La Banque d'Algérie a donné, à la fin du mois de janvier dernier, son agrément à l'ouverture d'une cinquantaine de nouvelles agences bancaires. Une bonne nouvelle dans un pays encore largement sous bancarisé.

Fin 2010, on estimait que l'Algérie compte environ 1400 agences bancaires soit une agence pour 25 000 habitants contre une pour 12.000 au Maroc et une pour 9.000 en Tunisie. Jusqu'à 2010, les trois quarts des nouvelles agences inaugurées étaient à l'enseigne des banques privées. BNP Paribas et la Société Générale sont les plus en vue dans ce domaine avec pour chacune d'entre elles plus de 70 agences opérationnelles et des objectifs d'une dizaine d'ouvertures par an. Plusieurs banques à capitaux arabes ne sont pas en reste. L'une des plus dynamiques est Algeria Gulf Bank, filiale du holding koweitien KIPCO qui compte porter son réseau à 30 unités d'ici la fin 2011. Même la filiale locale de HSBC, installée depuis seulement 2 ans et plutôt portée vers la clientèle haut de gamme, a inauguré récemment une agence à Oran, quelques mois après celle de Hydra et affiche l'objectif d'une douzaine d'ouvertures à moyen terme.

Lenteurs bureaucratiques

Dans la période la plus récente, beaucoup de banques privées s'étaient plaintes du frein constitué par les lenteurs de la procédure d'autorisation d'ouverture de nouvelles agences par la Banque d'Algérie. Certaines banques se sont retrouvées, au début de l'année 2011, avec une vingtaine d'agences dans l'attente du feu vert de la Banque centrale. C'est le cas en particulier de la Société générale dont le PDG, Gérald Lacaze a regretté publiquement à plusieurs reprises les retards imposés au développement du réseau de sa banque. La Gulf Bank avait également au début de cette année une dizaine d'agences entièrement équipées et le personnel recruté en attente d'un agrément depuis près de 2 ans pour certaines d'entre elles.

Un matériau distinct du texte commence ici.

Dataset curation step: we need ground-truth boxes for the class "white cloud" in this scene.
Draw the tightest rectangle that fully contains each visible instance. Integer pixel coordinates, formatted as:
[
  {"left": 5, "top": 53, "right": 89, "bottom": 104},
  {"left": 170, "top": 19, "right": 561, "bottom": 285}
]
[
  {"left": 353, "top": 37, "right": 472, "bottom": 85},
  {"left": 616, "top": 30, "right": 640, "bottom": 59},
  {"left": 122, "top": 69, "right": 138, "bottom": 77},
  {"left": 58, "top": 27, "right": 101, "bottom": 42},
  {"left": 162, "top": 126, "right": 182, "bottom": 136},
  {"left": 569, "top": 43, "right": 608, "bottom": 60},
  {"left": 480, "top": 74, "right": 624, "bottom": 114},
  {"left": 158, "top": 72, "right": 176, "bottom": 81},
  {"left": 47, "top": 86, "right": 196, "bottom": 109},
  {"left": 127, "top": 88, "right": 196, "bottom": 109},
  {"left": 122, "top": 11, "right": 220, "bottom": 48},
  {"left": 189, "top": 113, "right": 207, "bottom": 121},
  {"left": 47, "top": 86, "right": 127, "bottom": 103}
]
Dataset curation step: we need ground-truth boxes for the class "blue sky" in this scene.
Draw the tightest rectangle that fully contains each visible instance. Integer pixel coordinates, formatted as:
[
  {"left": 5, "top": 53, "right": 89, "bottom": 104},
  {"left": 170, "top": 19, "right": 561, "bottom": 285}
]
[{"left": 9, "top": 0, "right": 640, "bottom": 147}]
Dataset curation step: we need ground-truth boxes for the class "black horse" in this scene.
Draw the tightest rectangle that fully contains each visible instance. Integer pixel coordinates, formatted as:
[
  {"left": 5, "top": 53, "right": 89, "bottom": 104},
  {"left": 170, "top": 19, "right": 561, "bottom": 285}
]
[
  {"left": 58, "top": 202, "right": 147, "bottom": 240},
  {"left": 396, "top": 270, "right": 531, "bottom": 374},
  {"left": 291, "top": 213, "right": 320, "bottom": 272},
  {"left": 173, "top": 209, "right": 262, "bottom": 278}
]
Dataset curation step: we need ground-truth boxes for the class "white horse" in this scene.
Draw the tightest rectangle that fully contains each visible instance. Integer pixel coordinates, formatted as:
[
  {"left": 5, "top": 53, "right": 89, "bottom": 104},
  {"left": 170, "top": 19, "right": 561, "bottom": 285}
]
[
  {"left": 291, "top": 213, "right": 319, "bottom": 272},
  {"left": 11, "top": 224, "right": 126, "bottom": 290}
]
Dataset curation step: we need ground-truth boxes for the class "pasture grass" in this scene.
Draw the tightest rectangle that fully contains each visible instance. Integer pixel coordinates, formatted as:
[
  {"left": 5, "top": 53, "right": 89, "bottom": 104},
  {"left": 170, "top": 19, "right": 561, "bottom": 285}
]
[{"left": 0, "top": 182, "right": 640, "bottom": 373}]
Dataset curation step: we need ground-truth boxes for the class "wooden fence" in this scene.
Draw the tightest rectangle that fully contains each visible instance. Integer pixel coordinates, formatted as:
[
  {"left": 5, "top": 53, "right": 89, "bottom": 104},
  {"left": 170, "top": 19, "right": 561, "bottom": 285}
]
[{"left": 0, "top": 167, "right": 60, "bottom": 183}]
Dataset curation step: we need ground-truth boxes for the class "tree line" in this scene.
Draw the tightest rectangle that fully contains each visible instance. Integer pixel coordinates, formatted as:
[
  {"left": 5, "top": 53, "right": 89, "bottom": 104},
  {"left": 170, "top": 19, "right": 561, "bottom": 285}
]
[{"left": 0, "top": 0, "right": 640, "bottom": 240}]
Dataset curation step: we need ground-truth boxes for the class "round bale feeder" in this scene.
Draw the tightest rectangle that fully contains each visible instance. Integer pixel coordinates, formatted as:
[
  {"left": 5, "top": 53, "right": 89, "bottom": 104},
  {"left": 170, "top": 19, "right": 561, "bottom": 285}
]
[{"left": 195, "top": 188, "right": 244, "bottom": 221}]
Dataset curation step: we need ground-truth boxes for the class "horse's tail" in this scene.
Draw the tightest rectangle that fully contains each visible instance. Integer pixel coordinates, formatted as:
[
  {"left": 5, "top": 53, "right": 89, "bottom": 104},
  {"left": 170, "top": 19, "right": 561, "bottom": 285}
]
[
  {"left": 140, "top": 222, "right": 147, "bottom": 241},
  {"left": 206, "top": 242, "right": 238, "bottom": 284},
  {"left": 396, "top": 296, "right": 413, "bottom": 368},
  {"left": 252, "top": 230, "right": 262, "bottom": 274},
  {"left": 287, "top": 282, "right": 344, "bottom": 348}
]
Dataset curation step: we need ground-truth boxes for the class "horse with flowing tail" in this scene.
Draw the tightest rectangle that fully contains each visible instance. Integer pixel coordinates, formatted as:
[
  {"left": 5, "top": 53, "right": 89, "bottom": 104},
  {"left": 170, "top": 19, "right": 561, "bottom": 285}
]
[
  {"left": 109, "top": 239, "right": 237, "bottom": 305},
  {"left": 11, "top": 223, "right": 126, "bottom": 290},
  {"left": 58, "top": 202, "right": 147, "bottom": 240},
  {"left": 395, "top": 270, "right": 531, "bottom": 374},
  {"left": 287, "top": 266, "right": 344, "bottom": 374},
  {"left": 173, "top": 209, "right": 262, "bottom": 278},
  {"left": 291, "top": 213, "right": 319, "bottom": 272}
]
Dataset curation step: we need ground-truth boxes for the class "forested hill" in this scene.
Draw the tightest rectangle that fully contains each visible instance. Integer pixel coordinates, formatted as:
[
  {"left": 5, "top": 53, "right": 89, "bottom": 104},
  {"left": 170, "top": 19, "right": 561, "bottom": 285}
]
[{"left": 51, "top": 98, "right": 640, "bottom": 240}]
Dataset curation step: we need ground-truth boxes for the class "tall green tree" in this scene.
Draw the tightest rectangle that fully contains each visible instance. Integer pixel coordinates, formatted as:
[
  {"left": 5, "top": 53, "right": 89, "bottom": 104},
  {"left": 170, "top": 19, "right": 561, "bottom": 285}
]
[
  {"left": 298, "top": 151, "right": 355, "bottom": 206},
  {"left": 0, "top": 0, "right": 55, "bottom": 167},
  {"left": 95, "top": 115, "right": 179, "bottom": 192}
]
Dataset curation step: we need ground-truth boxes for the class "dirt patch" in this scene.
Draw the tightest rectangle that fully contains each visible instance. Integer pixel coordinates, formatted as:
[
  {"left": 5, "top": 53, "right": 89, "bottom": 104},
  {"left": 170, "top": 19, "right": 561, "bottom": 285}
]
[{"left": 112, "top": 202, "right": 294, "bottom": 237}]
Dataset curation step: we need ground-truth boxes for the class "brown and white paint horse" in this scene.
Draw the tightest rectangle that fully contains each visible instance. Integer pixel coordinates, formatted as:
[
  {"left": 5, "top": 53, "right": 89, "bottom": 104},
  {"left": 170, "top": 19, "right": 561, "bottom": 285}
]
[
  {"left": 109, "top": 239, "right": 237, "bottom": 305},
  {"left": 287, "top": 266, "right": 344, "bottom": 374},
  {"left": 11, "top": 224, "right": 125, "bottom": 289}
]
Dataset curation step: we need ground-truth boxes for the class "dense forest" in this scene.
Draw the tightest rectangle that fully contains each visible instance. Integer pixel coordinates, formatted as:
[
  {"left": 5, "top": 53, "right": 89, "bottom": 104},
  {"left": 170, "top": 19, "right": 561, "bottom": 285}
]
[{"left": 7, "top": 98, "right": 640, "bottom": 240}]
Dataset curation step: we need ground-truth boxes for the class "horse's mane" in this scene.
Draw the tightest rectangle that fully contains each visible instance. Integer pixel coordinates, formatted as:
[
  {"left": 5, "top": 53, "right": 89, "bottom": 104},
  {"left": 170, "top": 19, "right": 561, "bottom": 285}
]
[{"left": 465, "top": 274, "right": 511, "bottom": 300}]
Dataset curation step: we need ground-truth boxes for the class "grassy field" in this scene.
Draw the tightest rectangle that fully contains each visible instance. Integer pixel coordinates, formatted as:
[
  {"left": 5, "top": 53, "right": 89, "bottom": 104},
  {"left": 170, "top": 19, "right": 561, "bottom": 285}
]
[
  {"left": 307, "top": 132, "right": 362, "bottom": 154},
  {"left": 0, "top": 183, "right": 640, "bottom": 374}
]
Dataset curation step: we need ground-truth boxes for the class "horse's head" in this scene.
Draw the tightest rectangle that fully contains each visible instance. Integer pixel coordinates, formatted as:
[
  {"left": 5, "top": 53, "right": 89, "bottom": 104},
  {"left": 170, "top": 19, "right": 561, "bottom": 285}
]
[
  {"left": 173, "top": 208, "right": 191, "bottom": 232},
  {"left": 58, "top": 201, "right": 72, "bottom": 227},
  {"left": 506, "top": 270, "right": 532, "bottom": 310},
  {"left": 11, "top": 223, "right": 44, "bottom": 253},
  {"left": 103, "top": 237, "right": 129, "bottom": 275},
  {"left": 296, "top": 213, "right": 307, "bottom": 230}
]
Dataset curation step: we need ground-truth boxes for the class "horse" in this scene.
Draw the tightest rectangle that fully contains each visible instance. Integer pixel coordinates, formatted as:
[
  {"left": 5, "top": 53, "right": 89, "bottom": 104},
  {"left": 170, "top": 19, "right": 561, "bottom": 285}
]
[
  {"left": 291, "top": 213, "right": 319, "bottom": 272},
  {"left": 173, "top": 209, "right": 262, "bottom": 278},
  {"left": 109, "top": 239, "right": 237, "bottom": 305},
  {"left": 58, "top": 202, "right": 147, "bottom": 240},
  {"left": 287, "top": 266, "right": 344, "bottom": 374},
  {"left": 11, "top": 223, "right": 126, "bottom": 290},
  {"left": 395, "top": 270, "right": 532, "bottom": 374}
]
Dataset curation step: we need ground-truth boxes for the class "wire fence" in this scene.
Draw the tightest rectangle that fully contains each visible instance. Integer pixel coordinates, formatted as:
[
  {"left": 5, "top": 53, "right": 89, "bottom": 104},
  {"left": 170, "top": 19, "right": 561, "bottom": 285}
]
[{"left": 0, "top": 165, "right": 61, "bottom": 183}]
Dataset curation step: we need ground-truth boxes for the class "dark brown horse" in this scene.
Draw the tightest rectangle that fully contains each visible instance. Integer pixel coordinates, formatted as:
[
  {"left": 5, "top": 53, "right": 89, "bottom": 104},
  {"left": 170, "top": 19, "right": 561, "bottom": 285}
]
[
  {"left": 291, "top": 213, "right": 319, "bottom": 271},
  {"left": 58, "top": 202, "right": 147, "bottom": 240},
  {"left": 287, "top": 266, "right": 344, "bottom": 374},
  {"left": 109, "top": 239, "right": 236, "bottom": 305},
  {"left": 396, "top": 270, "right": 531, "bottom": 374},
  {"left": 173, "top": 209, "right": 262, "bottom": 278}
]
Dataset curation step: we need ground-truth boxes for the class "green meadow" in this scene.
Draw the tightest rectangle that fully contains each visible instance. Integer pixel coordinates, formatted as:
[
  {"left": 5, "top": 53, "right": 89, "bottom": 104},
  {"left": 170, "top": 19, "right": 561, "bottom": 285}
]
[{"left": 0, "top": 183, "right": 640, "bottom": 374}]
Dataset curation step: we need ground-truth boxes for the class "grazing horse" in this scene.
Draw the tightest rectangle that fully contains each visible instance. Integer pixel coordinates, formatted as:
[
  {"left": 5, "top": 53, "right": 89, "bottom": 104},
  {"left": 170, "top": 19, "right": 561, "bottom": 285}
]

 Ces retards qui ont été pendant un temps interprétés comme un dysfonctionnement bureaucratique sont apparus de façon croissante comme une démarche délibérée du régulateur algérien du secteur. Ils sont perçus comme la traduction de la volonté de la Banque d'Algérie d'exercer à un contrôle plus strict sur la croissance des réseaux. Selon nos sources, les agréments ne seront plus, à l'avenir, délivrés automatiquement .Ce contrôle devrait concerner non seulement l'agrément des nouvelles agences mais également la possibilité pour ces agences d'opérer dans le domaine du commerce extérieur qui donne lieu à une autorisation spécifique.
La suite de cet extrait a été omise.